According to Kevin Systrom, Artifact will compete with Twitter for news and lifestyle content. He also admired the Tesla owner for turning around a flagging corporate, saying despite some overlaps in a specific area, Twitter is among the world’s most significant social media properties. The company deserves a leader who believes in its potential and can make it great, which Systrom has seen from Elon Musk.
Twitter’s travails show how those social media businesses face difficulties and struggles as their investments in advertising did not work well. Besides Meta, Alphabet, the owner company of Snap and YouTube, has fired thousands of employees in the past few months, citing an upsetting economic environment.
Self-Funded Artifact
All these headwinds have failed to daunt the co-founder of Instagram, who and his partner Krieger spent single-digit millions in building Artifact in the past two years. The San Francisco-based company has seven workers. It indicates that Artifact wants to avoid the funding crunch that may hit venture capital.
Systrom said he was sure of the success of Instagram from day one, which also helped the duo to raise money quickly. It taught them a lesson that one should have investors as much as they recruit their workers, and they should make wise and careful decisions.
The business duo has plenty of funds in the bank. They focus on making a product with the ability to retain users.

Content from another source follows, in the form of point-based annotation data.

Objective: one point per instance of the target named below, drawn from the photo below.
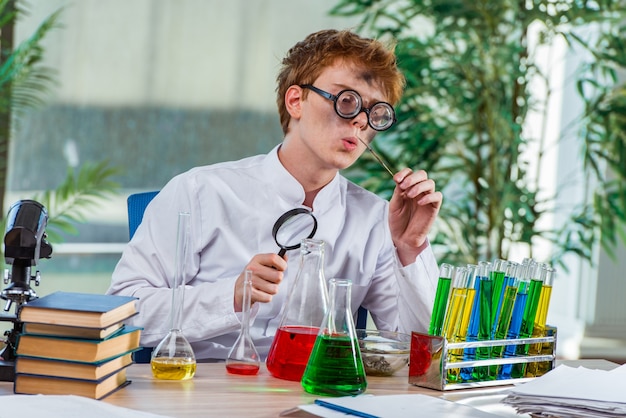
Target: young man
(333, 92)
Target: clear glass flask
(305, 308)
(243, 357)
(173, 358)
(335, 367)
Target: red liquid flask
(306, 306)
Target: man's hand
(412, 211)
(267, 273)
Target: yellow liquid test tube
(459, 314)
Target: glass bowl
(383, 352)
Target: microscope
(24, 244)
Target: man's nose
(360, 119)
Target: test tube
(528, 318)
(485, 300)
(539, 330)
(460, 333)
(508, 302)
(442, 294)
(474, 322)
(516, 322)
(498, 272)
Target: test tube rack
(430, 361)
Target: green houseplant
(464, 118)
(25, 83)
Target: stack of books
(75, 344)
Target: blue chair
(137, 204)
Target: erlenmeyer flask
(173, 357)
(243, 357)
(305, 308)
(335, 367)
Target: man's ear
(293, 101)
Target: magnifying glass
(292, 227)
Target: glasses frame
(360, 109)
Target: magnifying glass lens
(292, 227)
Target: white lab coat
(233, 208)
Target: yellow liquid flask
(335, 367)
(173, 357)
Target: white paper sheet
(64, 406)
(575, 392)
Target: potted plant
(24, 84)
(466, 119)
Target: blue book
(88, 310)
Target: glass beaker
(305, 308)
(335, 367)
(173, 357)
(243, 357)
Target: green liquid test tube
(528, 319)
(502, 328)
(539, 329)
(442, 295)
(498, 270)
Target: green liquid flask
(335, 367)
(442, 295)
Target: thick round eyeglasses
(348, 104)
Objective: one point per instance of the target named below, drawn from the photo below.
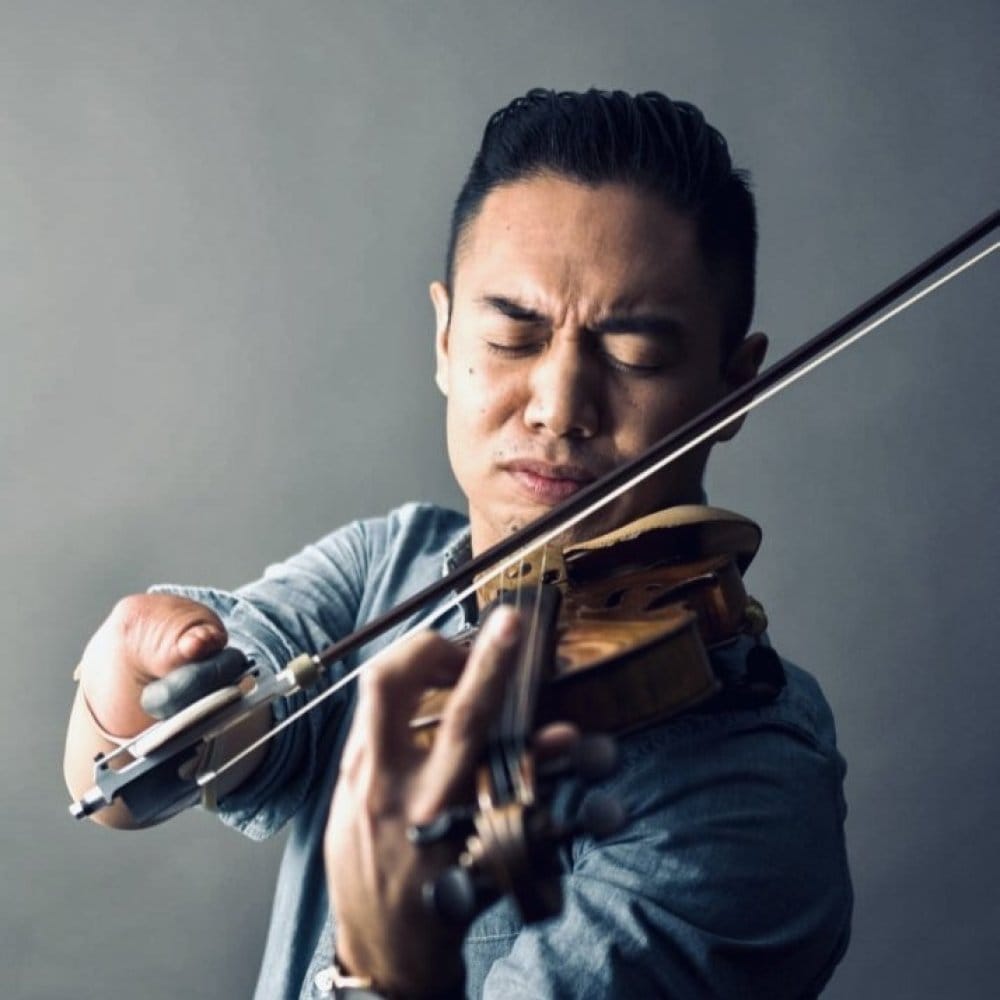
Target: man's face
(583, 327)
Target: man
(599, 287)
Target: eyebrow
(652, 323)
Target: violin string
(432, 616)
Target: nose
(563, 392)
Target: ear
(742, 366)
(442, 316)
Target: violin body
(642, 607)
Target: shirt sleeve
(729, 880)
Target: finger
(472, 707)
(555, 739)
(155, 633)
(390, 689)
(145, 637)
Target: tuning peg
(593, 758)
(457, 896)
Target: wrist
(344, 982)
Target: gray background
(217, 223)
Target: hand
(144, 638)
(387, 783)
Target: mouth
(546, 482)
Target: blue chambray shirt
(730, 878)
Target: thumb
(156, 633)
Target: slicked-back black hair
(660, 146)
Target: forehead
(609, 244)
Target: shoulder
(412, 529)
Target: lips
(546, 482)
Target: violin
(621, 635)
(620, 632)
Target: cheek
(646, 413)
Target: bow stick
(168, 772)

Artifact employs Machine Learning to examine a curated directory of publishers’ sites, including news organizations and small blogs covering specialist interests.
The app allows you to use the product more frequently to make the algorithm more personalized. You can message private messages and follow other users as a part of the features under the testing process.
The platform may show a personalized ad to users willing to enjoy free-of-cost access to content. It will also bring paid options, including deals and subscriptions with publishers. The business duo aims to keep Artifact as a curated pack of approved sources instead of making it a social media platform to ensure high-quality news and content.
The company approves websites by screening them via a media preference and fact-checking approach. While users may not like the content occasionally delivered by the algorithm, dedicating some part of the feed to tangential interest and other sides of the issue is also essential, Systrom added.